On February 11, 2026, 2,703 RSUs vested and were converted into 2,703 shares of Insteel common stock at an exercise price of $0.00. Following this conversion, Blake directly beneficially owned 2,703 shares of common stock.
Insteel Industries director Boxley Abney S III reported equity compensation activity involving restricted stock units (RSUs) and common stock. On February 10, 2026, he received a grant of 2,297 RSUs, which will vest on February 10, 2027 and convert into common stock on a one-for-one basis.
On February 11, 2026, 2,703 RSUs vested and were converted into 2,703 shares of common stock at a stated price of $0 per share, increasing his directly held common stock to 16,433 shares. The filing also reports 5,028 common shares held indirectly through Boxley Family LLC.
Insteel Industries Inc. held its 2026 Annual Meeting of Shareholders on February 10, 2026. Shareholders elected three directors: Abney S. Boxley II, Anne H. Lloyd, and Eric J. Zernikow, with Lloyd receiving 16,265,341 votes for and Zernikow receiving 16,046,529 votes for.
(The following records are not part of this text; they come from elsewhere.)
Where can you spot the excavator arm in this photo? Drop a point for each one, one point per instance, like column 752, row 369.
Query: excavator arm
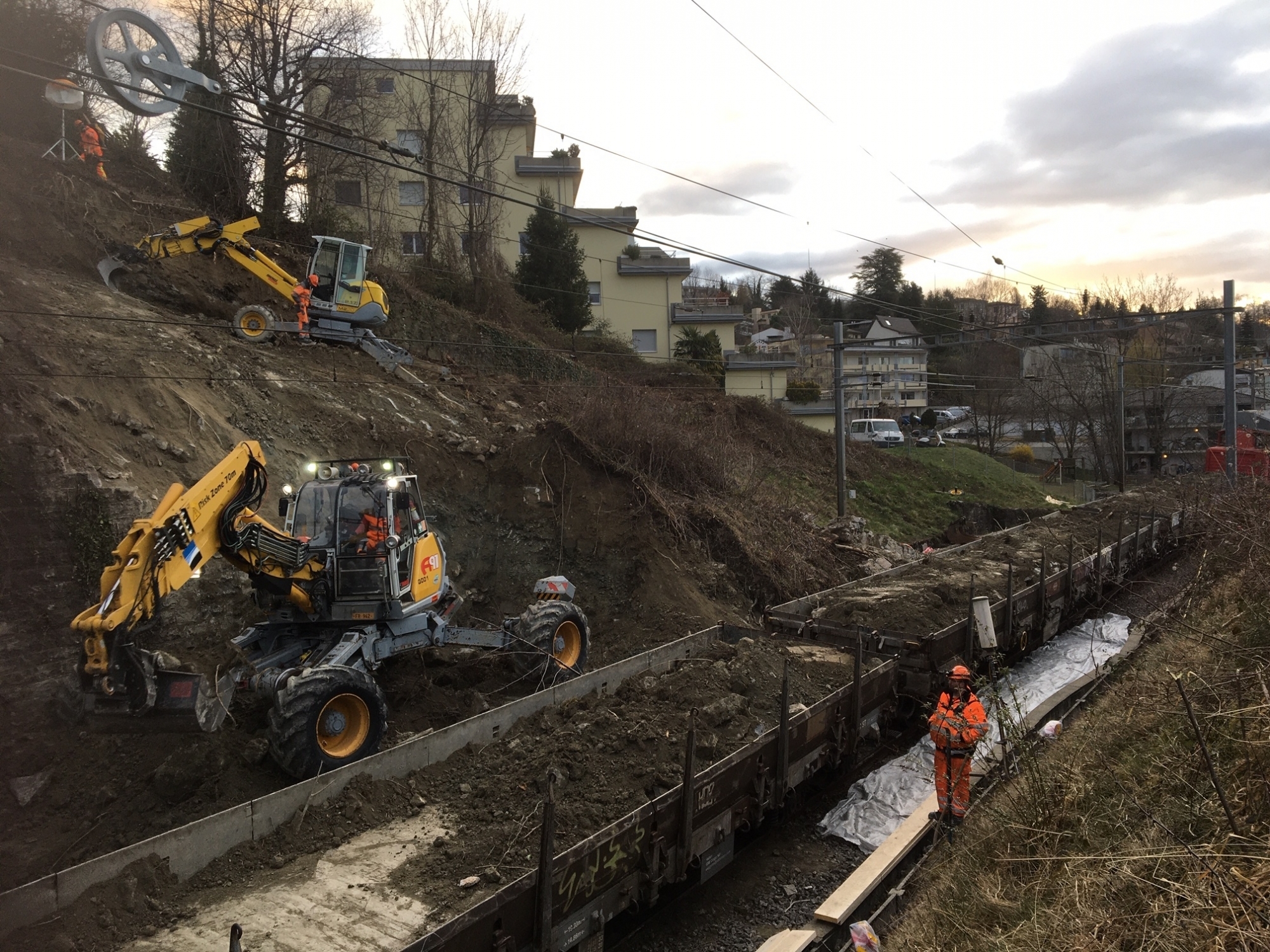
column 205, row 237
column 164, row 552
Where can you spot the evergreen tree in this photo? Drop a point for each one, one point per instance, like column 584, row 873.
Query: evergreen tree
column 551, row 274
column 703, row 351
column 205, row 152
column 1039, row 312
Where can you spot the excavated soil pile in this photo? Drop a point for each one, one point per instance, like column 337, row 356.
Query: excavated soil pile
column 609, row 755
column 934, row 595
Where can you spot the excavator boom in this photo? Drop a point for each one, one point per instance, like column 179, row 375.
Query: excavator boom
column 189, row 527
column 208, row 237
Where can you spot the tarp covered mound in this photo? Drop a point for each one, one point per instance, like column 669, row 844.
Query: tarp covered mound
column 883, row 800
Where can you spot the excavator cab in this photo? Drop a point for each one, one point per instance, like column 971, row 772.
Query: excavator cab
column 374, row 527
column 342, row 289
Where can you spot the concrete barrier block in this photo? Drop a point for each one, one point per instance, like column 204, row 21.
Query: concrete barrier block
column 29, row 904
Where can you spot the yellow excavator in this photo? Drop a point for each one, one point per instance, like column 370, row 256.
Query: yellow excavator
column 345, row 305
column 354, row 578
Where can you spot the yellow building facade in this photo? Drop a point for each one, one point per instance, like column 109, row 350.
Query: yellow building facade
column 444, row 117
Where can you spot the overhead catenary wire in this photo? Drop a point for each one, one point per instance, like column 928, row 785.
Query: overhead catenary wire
column 495, row 107
column 863, row 149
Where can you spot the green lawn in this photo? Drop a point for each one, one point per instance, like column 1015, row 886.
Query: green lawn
column 910, row 503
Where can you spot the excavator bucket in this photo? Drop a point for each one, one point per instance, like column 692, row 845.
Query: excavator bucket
column 107, row 267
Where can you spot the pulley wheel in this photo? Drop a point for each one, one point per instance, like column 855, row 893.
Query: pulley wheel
column 121, row 48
Boxley and Lloyd were elected to three-year terms ending at the 2029 Annual Meeting, and Zernikow to a one-year term ending at the 2027 Annual Meeting. Shareholders approved, on an advisory basis, the compensation of the company’s executive officers with 15,758,514 votes for and 493,414 against, and ratified the appointment of Grant Thornton LLP as independent registered public accounting firm for the fiscal year ending October 3, 2026, with 17,661,421 votes for and 231,854 against.
Insteel Industries Inc. announced that its board of directors has declared a regular quarterly cash dividend of $0.03 per share of common stock. The dividend will be payable on March 27, 2026 to shareholders who are on record as of March 13, 2026.
This payment continues the company’s practice of returning a portion of cash to shareholders through regular dividends, providing ongoing income to investors while the business focuses on its core steel wire reinforcing products for concrete construction.